2
votes

I have a data set in which I must pull out the observations that have been enrolled for 12 continuous months. Each month a subject was enrolled creates a row for that subject. The month variable, monthid looks like this 200901, 200902, 200903, which translates to Jan. 2009, Feb. 2009, March 2009 respectively. See an example of what the data looks like below.

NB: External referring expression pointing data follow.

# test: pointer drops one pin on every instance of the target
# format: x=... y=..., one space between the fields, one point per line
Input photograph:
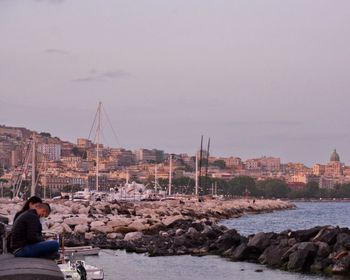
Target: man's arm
x=34 y=230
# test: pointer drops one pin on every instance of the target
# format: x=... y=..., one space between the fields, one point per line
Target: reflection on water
x=306 y=215
x=125 y=266
x=119 y=265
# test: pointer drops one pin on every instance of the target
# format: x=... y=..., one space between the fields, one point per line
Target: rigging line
x=93 y=125
x=110 y=124
x=104 y=139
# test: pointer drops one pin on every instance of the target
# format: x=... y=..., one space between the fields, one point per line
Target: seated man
x=27 y=240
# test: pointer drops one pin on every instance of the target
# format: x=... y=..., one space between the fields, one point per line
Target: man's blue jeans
x=38 y=250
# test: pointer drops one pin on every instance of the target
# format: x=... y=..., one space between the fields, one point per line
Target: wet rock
x=272 y=256
x=342 y=266
x=323 y=249
x=115 y=235
x=343 y=241
x=81 y=228
x=168 y=221
x=229 y=239
x=261 y=240
x=305 y=235
x=327 y=235
x=302 y=257
x=76 y=221
x=243 y=252
x=133 y=236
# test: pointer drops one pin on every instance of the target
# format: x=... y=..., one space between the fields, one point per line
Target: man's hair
x=45 y=206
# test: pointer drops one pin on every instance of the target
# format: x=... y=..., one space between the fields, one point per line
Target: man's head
x=42 y=209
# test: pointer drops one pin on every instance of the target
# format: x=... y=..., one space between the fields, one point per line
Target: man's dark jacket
x=26 y=230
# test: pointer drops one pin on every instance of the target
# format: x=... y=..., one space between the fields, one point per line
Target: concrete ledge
x=12 y=268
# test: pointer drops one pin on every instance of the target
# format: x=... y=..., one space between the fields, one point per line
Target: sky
x=260 y=78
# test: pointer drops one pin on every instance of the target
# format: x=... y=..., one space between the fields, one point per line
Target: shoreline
x=177 y=227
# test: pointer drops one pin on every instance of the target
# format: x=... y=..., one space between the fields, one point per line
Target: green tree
x=273 y=188
x=239 y=184
x=219 y=163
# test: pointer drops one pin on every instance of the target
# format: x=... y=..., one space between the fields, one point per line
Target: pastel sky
x=260 y=77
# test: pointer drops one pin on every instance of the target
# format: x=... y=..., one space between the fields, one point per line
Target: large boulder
x=303 y=257
x=343 y=241
x=228 y=240
x=261 y=240
x=120 y=222
x=81 y=228
x=327 y=235
x=76 y=221
x=305 y=235
x=272 y=256
x=133 y=236
x=168 y=221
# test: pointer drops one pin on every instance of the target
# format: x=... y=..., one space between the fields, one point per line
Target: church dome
x=335 y=156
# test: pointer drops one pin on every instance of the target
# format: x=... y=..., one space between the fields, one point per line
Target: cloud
x=105 y=76
x=56 y=51
x=51 y=1
x=264 y=123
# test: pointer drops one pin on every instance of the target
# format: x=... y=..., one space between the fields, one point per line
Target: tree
x=273 y=188
x=219 y=163
x=239 y=184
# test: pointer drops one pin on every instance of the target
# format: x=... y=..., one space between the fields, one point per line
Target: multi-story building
x=334 y=168
x=271 y=164
x=318 y=169
x=84 y=143
x=50 y=151
x=252 y=164
x=145 y=155
x=233 y=162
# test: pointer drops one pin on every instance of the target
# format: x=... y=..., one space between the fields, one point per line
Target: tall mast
x=32 y=189
x=155 y=178
x=170 y=172
x=98 y=132
x=206 y=167
x=196 y=175
x=200 y=161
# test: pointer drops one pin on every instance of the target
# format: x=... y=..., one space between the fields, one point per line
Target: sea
x=119 y=265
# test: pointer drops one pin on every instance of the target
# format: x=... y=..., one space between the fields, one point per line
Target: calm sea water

The main question: how do I get SAS to read monthid and pull out all the observations that have 12 continuous months of enrollment, but discard the observations that do not (that either have less than 12, or the months are not continuous)? Notice that in some instances a subject is enrolled over several years and so the numbers will jump from something like 201112 to 201201 - December 2011 to January 2012.

memberid  monthid
1234      200901
1234      200902
1234      200903
5678      201110
5678      201111
5678      201112
5678      201201
1
using proc data it will iterate over a dataset. If you use local variables (e.g., a count, lastmemberid, startmonthid), you can put conditionals if observation the memberid equals last memberid add a count and generate a new set (memberid,monthid_start,monthid_end).vol7ron

1 Answers

3
votes

There are quite a few ways to do this. In SQL, it's a bit complicated, because you have to consider order. However, if you make some assumptions, you should be able to do this fairly easily.

Given the assumption that you only have one row per person (memberid), you can simply identify the 12 month-from-then date, and test how many are in that group.

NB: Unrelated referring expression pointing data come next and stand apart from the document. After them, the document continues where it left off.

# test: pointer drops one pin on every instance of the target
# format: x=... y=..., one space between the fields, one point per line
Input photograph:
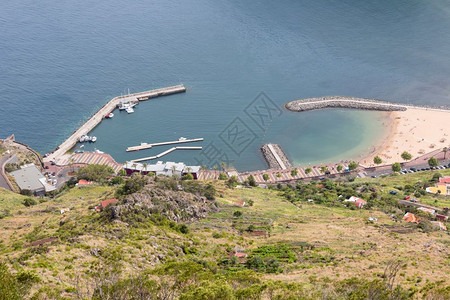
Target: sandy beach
x=416 y=130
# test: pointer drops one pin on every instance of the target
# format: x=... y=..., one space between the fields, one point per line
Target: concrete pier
x=275 y=157
x=143 y=146
x=343 y=102
x=93 y=121
x=166 y=152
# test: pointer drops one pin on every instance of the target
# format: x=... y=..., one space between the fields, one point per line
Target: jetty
x=275 y=157
x=143 y=146
x=165 y=153
x=355 y=103
x=343 y=102
x=93 y=121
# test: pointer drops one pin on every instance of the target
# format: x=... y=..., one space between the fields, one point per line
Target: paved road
x=3 y=161
x=418 y=204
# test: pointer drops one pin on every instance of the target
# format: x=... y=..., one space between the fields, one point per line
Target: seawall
x=275 y=157
x=343 y=102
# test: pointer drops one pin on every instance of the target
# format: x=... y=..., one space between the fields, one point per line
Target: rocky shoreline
x=343 y=102
x=270 y=158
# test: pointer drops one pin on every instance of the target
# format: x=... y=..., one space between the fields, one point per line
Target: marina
x=181 y=140
x=166 y=152
x=105 y=111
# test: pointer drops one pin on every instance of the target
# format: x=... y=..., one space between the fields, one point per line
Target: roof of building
x=162 y=167
x=445 y=179
x=105 y=203
x=27 y=178
x=428 y=210
x=240 y=254
x=84 y=182
x=409 y=217
x=172 y=166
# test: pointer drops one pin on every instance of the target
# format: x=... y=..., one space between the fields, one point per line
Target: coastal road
x=3 y=180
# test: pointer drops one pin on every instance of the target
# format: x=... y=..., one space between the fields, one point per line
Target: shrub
x=223 y=176
x=26 y=192
x=237 y=214
x=117 y=180
x=251 y=180
x=132 y=185
x=188 y=176
x=232 y=181
x=29 y=202
x=183 y=228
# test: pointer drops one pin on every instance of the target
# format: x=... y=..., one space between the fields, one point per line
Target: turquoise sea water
x=62 y=60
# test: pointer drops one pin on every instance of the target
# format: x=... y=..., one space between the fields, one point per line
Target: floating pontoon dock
x=166 y=152
x=143 y=146
x=104 y=111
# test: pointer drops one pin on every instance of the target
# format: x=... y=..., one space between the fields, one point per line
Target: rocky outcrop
x=153 y=201
x=343 y=102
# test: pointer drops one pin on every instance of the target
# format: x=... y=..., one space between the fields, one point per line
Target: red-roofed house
x=441 y=217
x=411 y=218
x=358 y=202
x=105 y=204
x=240 y=255
x=445 y=179
x=83 y=182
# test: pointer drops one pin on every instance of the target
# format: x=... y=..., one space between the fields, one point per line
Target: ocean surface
x=62 y=60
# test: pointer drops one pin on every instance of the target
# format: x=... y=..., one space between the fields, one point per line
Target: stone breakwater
x=275 y=157
x=343 y=102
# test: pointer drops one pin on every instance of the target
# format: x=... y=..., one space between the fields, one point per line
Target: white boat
x=124 y=106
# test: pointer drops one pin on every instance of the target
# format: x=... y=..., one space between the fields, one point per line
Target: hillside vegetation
x=167 y=238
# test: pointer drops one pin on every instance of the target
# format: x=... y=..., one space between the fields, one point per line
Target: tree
x=396 y=167
x=377 y=160
x=145 y=165
x=406 y=155
x=251 y=180
x=352 y=166
x=9 y=286
x=232 y=181
x=188 y=176
x=433 y=162
x=237 y=214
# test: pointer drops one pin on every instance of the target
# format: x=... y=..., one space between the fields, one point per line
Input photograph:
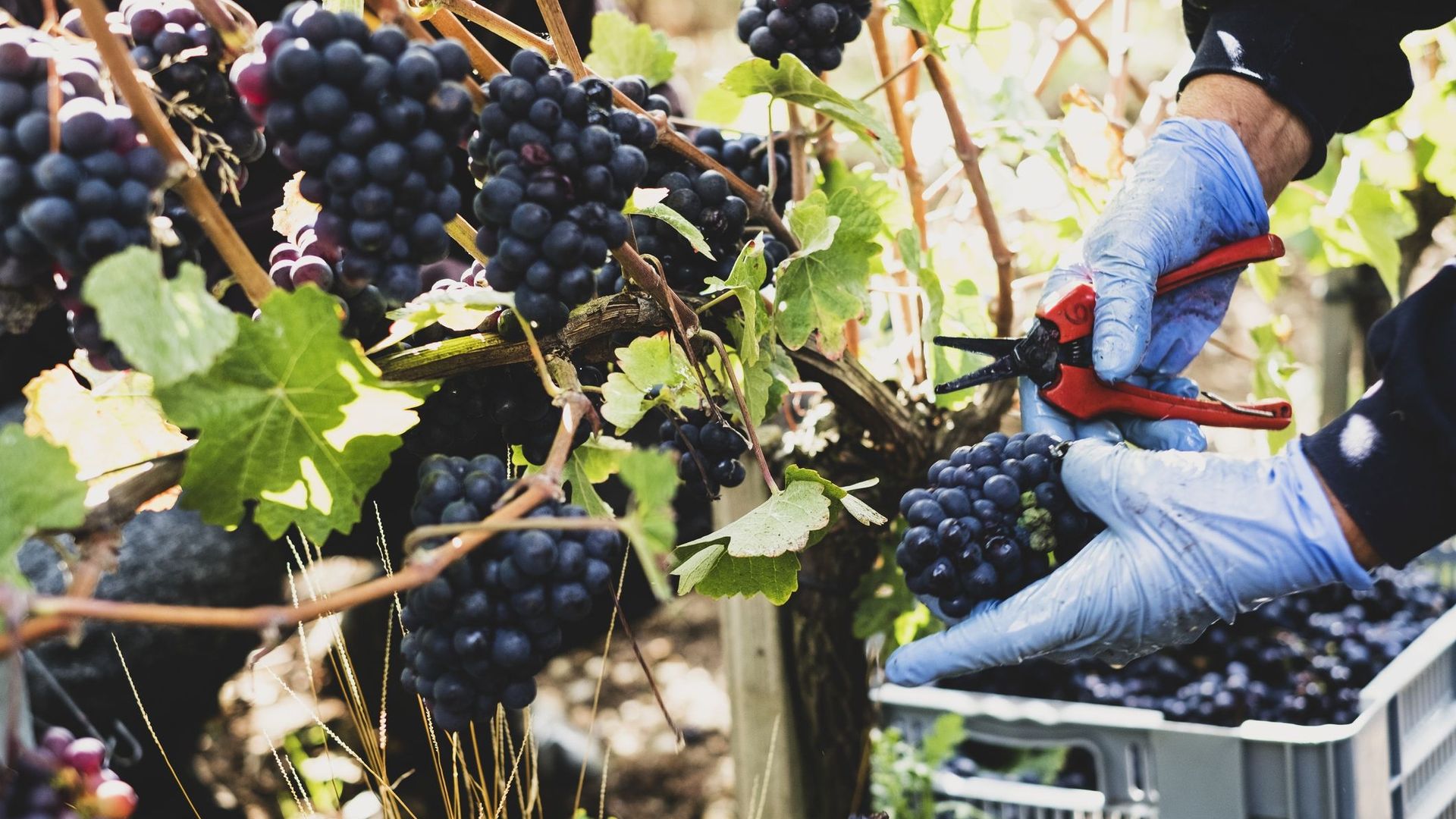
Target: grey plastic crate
x=1395 y=761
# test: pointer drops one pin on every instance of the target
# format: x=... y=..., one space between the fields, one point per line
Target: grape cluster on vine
x=63 y=779
x=560 y=162
x=814 y=31
x=309 y=260
x=482 y=630
x=1299 y=659
x=370 y=118
x=64 y=207
x=708 y=450
x=184 y=55
x=993 y=521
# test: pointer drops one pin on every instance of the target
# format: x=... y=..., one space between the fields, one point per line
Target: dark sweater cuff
x=1293 y=55
x=1379 y=463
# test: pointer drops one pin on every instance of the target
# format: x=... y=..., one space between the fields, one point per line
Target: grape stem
x=970 y=155
x=57 y=614
x=199 y=200
x=743 y=409
x=419 y=534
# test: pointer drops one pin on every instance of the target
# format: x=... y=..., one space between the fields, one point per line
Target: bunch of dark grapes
x=510 y=401
x=814 y=31
x=561 y=164
x=1299 y=659
x=64 y=210
x=747 y=158
x=63 y=779
x=708 y=450
x=482 y=630
x=370 y=118
x=705 y=200
x=993 y=521
x=309 y=260
x=184 y=55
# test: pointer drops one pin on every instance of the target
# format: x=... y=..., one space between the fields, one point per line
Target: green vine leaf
x=925 y=17
x=650 y=523
x=293 y=417
x=620 y=47
x=654 y=362
x=792 y=82
x=169 y=328
x=39 y=490
x=644 y=205
x=1273 y=368
x=460 y=309
x=746 y=279
x=826 y=283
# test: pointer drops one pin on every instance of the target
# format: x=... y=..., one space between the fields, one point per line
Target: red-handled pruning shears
x=1057 y=354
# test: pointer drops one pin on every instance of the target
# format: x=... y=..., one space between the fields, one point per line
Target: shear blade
x=1003 y=368
x=995 y=347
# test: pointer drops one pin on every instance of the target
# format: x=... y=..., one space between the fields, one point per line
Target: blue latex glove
x=1191 y=538
x=1193 y=190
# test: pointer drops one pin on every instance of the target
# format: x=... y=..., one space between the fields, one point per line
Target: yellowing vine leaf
x=294 y=417
x=109 y=428
x=38 y=490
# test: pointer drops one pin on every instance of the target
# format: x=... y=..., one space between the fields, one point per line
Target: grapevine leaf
x=109 y=428
x=39 y=490
x=794 y=82
x=871 y=188
x=647 y=363
x=460 y=309
x=747 y=276
x=826 y=283
x=582 y=493
x=783 y=523
x=712 y=572
x=672 y=219
x=924 y=17
x=169 y=328
x=1365 y=226
x=620 y=47
x=650 y=523
x=293 y=417
x=1273 y=368
x=881 y=599
x=601 y=457
x=840 y=497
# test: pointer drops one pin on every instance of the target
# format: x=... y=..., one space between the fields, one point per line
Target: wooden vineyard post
x=759 y=689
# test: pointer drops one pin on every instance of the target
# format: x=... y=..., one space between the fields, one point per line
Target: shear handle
x=1081 y=394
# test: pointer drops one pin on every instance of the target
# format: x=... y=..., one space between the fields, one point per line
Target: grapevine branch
x=1085 y=30
x=908 y=306
x=970 y=155
x=759 y=205
x=743 y=409
x=200 y=202
x=58 y=613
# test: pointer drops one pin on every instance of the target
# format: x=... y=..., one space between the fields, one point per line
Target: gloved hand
x=1193 y=190
x=1191 y=538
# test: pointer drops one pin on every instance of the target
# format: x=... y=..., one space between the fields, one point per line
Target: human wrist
x=1276 y=140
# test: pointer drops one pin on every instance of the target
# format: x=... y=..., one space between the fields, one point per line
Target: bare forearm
x=1277 y=142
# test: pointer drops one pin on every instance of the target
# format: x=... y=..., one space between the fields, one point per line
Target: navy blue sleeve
x=1391 y=460
x=1337 y=64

So for example, you could do something like this to identify for a particular month how many consecutive months a person had:

proc sql;
        select memberID, count(1) from have H
         where monthID ge 200905 and monthID le 201004
         group by memberid
;
quit;

For the overall, you would want to either precreate this table for all possible months, or add this as a subquery to a larger query including all months. This isn't terribly fast, though; likely non-SQL solutions will be faster in SAS, since SAS doesn't have some of the more advanced SQL tools you have in other implementations.

proc sql;
  create table want as 
    select memberID, monthID, count(1)
      from have V
      group by memberID, monthID
      having 12 = (
        select count(1) from have H
        where H.memberID=V.memberID
        and H.monthID le V.monthID
        and H.monthID gt V.monthID-100
        group by H.memberID
    )
;
quit;

If I were to do this in SAS datastep, I would just iterate through the datastep and output if there hadn't been a gap in the last 12 periods.

data want;
 set have;
 by memberID monthID;
 if first.memberID then counter=0;
 if dif(monthID)>1 and mod(monthID,100) ne 1 then counter=0;
 if mod(monthID,100) eq 1 and dif(monthID) ne 89 then counter=0;
 counter+1;
 if counter ge 12 then output;
run;

That takes 0.01 seconds versus 35 on my laptop for the SQL solution. While I suspect there's a much better SAS-SQL solution, the fact that the datastep iterates through rows in a consistent basis means it'll be hard to beat it in SQL, since the datastep can do this in exactly one pass through the data.